Amazon SageMaker HyperPod

Reduce time to train foundation models by up to 40% and scale across more than a thousand AI accelerators efficiently

What is SageMaker HyperPod?

Amazon SageMaker HyperPod removes the undifferentiated heavy lifting involved in building and optimizing machine learning (ML) infrastructure. It is pre-configured with SageMaker’s distributed training libraries that automatically split training workloads across more than a thousand AI accelerators, so workloads can be processed in parallel for improved model performance. SageMaker HyperPod ensures your FM training uninterrupted by periodically saving checkpoints. It automatically detects hardware failure when it happens, repairs or replaces the faulty instance, and resumes the training from the last saved checkpoint, removing the need for you to manually manage this process. The resilient environment allows you to train models for week or months in a distributed setting without disruption, saving training time by up to 40%. SageMaker HyperPod is also highly customizable, allowing you to efficiently run and scale FM workloads and easily share compute capacity between different workloads, from large scale training to inference.

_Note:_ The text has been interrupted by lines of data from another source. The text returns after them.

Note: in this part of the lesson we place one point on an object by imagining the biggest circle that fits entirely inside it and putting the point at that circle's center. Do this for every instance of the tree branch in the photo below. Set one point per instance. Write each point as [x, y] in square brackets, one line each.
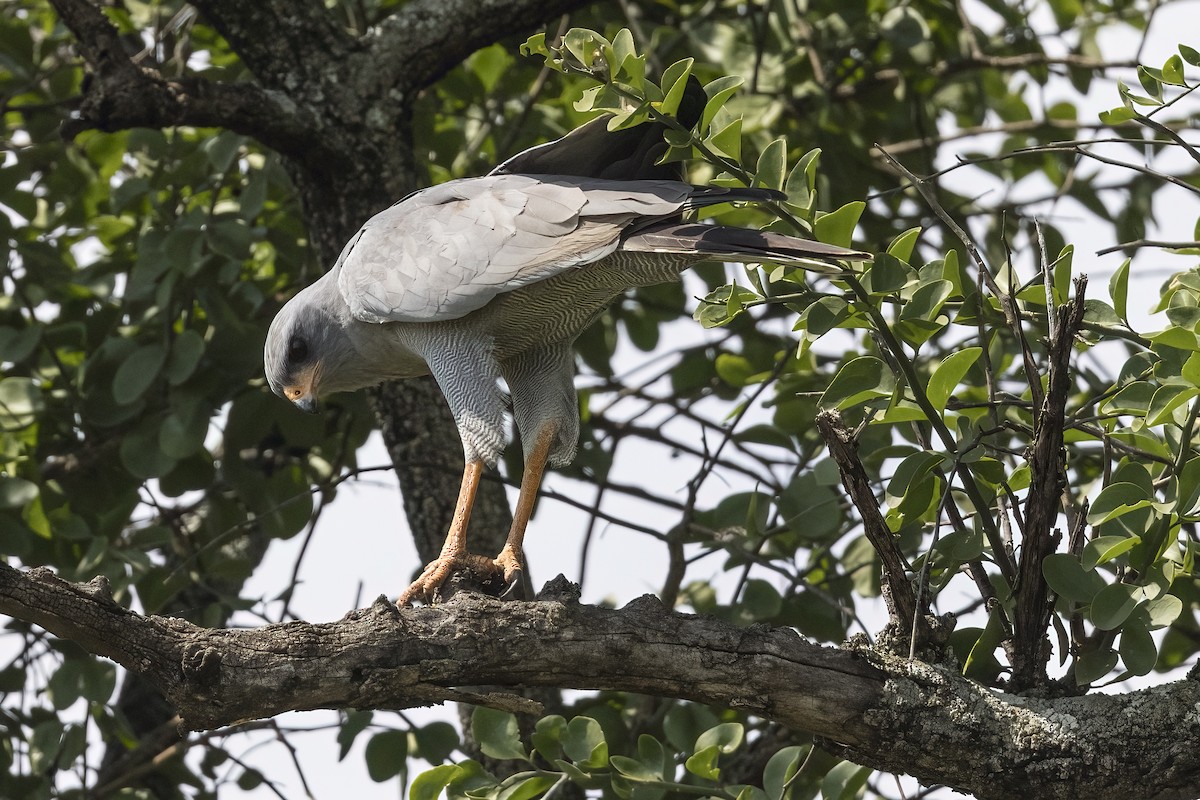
[1030, 649]
[893, 714]
[123, 95]
[899, 594]
[420, 42]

Benefits of SageMaker HyperPod

Amazon SageMaker HyperPod is pre-configured with Amazon SageMaker distributed training libraries, allowing you to automatically split your models and training datasets across AWS cluster instances to help you efficiently scale training workloads.
SageMaker HyperPod supports popular cluster management and job scheduling systems such as Slurm and Amazon Elastic Kubernetes Service (EKS). It provides you a superior developer experience, ability to manage containerized apps, dynamic cluster scaling, and cloud native integration as you scale your FM training and inference workloads. In addition, you can seamlessly share resources between training and inference to further optimize resource utilization.
SageMaker HyperPod enables a more resilient training environment by automatically detecting, diagnosing, and recovering from faults, allowing you to continuously train FMs for months without disruption.